Egypt looking to Red Sea energy exploration
CAIRO - Egypt will invite international oil companies to explore for petroleum wealth in the Red Sea before the end of the year, officials said.
The announcement from Egypt’s Petroleum Ministry comes after news that an international alliance has nearly completed collecting geological and geophysical data in a 10,000 sq.km area of the Red Sea off the Egyptian coast.
“The work of the alliance is more than 95% complete,” said Hamdi Abdel Aziz, Petroleum Ministry spokesman. “It will soon turn the data it has collected into a comprehensive geophysical study about the area.”
An international alliance that includes British geophysical services company WesternGeco-Schlumberger and the Norwegian geoscience data company TGS-NOPEC has been collecting data on Egypt’s Red Sea coast since December to determine oil and gas concentrations.
The alliance is investing $750 million in the studies, using equipment to create images of the seabed dozens of kilometres underwater.
The alliance, the Egyptian Petroleum Ministry said, expected to finalise its data collection process by the end of March and is to publish a study outlining hydrocarbon concentrations in the area by September. The Petroleum Ministry would then issue a global tender to explore for hydrocarbons in the region.
Egypt has undertaken significant diplomatic efforts, including a maritime boundary demarcation deal with Saudi Arabia in April 2016, to allow for greater petroleum exploration.
Opponents challenged the agreement in court because two Red Sea islands — Tiran and Sanafir — would transfer from Egyptian control to Saudi administration but Egypt’s Constitutional Court ruled that the agreement was a sovereign affair for the government and that the courts had nothing to do with it.
Analysts said Cairo’s eagerness to conclude the boundary demarcation with Saudi Arabia, despite public opposition, was to advance petroleum exploration in the Red Sea.
Geological studies by Saudi state-owned Aramco ten years ago indicated significant oil wealth in the Red Sea. There are expectations in Cairo that the new exploration will reveal even more promising results.
“This is an area that has been unexplored for a very long time but all studies refer to the presence of huge amounts of oil and gas there,” said oil and gas expert Ramadan Abul-Ela.
“The international alliance collecting the geophysical data in the area now would never have decided to spend hundreds of millions of dollars on this if it had not been sure that there is a hidden treasure in the uncharted waters of Egypt’s Red Sea coast.”
International oil and gas companies, Abdel Aziz said, have been asked for copies of the study.
Cairo is pinning its hopes on major potential oil and gas finds to increase its confirmed oil and gas reserves and bolster a plan to transform Egypt into an international energy hub.

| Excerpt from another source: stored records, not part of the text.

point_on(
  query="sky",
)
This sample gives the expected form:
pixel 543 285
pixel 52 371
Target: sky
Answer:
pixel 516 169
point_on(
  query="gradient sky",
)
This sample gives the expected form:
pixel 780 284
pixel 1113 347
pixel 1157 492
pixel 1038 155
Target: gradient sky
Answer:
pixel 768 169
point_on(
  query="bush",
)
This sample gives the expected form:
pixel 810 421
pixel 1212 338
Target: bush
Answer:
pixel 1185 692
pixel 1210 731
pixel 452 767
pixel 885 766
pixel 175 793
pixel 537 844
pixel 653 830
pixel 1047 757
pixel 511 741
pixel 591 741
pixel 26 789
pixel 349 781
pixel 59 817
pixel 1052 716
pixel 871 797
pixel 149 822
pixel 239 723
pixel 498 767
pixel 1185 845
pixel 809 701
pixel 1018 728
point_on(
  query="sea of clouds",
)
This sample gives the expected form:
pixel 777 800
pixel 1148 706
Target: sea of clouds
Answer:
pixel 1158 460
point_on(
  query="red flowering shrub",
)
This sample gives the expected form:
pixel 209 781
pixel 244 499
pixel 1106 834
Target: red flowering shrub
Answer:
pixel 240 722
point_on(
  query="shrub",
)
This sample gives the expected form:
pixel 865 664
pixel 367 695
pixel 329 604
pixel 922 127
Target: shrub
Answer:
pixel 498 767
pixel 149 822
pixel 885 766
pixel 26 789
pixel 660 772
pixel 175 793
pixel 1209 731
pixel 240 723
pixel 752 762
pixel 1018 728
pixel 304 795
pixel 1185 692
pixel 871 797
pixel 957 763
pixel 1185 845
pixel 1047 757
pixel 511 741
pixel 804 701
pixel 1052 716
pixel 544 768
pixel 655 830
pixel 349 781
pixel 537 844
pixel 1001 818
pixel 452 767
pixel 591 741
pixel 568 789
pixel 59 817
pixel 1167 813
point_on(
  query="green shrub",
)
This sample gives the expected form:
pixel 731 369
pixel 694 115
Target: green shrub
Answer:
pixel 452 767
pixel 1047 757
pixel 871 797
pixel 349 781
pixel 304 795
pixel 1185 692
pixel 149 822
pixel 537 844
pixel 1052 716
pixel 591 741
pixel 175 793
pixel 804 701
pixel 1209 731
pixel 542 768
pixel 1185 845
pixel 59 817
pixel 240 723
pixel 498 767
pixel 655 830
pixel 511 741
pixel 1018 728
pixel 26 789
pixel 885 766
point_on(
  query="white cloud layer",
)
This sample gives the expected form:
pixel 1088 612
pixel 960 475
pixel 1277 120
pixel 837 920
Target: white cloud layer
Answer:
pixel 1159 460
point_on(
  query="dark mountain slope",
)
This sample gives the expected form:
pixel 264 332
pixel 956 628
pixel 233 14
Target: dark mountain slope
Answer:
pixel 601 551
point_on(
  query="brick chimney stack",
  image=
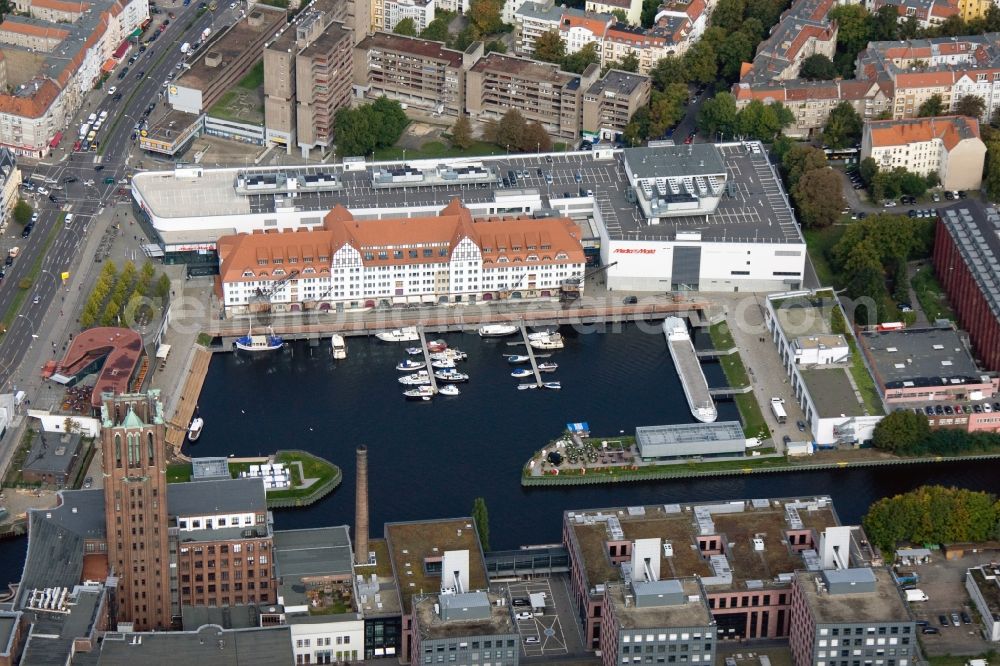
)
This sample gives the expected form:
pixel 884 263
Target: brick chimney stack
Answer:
pixel 361 508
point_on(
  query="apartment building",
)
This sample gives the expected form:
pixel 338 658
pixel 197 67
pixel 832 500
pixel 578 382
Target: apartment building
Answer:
pixel 946 145
pixel 541 92
pixel 446 258
pixel 632 9
pixel 609 104
pixel 966 247
pixel 307 68
pixel 51 57
pixel 425 75
pixel 927 13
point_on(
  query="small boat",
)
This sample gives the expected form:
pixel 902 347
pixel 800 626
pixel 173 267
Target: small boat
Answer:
pixel 497 330
pixel 251 342
pixel 339 346
pixel 424 393
pixel 416 378
pixel 451 376
pixel 408 334
pixel 194 431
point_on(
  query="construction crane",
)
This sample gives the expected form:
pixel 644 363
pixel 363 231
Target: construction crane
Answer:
pixel 569 289
pixel 260 302
pixel 505 293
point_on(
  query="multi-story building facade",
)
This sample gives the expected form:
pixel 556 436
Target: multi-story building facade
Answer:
pixel 423 74
pixel 966 248
pixel 358 263
pixel 609 104
pixel 844 615
pixel 541 92
pixel 948 146
pixel 135 503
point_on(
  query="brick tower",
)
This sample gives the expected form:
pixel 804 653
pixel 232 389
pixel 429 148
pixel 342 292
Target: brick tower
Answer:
pixel 135 506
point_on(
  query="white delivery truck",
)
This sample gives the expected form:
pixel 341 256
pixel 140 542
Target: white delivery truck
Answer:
pixel 778 409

Boasting extensive oil refineries and gas liquefaction plants as well as several petrochemical plants, Egypt has initiated moves to become an energy hub by signing contracts with Saudi Arabia and Iraq to refine and re-export oil to international markets.
Huge natural gas discoveries in the eastern Mediterranean have buoyed Cairo’s energy plans. Egypt announced it would double production at the offshore Zohr gas field to 700 million cubic feet per day.

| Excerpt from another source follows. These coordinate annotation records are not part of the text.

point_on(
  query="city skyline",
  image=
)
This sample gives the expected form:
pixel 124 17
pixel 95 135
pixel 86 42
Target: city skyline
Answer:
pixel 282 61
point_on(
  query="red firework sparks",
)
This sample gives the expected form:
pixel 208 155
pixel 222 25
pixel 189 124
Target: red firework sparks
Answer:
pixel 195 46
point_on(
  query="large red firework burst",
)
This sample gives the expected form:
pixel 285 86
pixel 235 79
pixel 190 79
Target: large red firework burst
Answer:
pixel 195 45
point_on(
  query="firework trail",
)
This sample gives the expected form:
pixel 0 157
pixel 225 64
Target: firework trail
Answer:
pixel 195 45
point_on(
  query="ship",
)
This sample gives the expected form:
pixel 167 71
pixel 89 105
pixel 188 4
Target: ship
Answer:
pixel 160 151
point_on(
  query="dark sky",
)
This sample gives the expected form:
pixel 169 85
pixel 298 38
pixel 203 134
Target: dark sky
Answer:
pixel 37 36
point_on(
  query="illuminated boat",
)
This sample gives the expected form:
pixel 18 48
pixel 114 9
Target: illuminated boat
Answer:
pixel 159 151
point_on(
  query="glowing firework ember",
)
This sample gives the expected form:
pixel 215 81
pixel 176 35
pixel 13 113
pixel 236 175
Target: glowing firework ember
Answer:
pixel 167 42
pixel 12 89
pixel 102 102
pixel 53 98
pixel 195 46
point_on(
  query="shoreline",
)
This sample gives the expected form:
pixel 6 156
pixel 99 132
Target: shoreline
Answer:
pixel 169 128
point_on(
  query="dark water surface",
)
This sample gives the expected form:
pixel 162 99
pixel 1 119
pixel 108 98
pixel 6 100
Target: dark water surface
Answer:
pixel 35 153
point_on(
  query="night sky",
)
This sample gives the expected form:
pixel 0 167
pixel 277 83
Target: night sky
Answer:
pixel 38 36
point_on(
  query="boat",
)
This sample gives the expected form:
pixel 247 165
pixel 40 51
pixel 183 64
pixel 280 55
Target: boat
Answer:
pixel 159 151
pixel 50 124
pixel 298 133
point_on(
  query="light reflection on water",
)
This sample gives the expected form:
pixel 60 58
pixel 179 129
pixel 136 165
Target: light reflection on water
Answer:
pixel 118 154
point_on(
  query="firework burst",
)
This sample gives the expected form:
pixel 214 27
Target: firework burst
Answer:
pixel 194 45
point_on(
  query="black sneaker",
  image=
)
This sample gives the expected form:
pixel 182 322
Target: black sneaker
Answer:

With new natural gas discoveries in the Red Sea and the eastern Mediterranean, Egypt aims to achieve natural gas self-sufficiency before the end of 2018 by ramping up production to 6 billion cubic feet per day, Petroleum Minister Tarek al-Molla predicted last year.
Energy expert Ibrahim Zahran said he expected international interest in the Red Sea to be “huge.”
“Everybody believes that there is an untapped oil and gas wealth in this area,” Zahran said. “This is why I expected everybody to be interested.”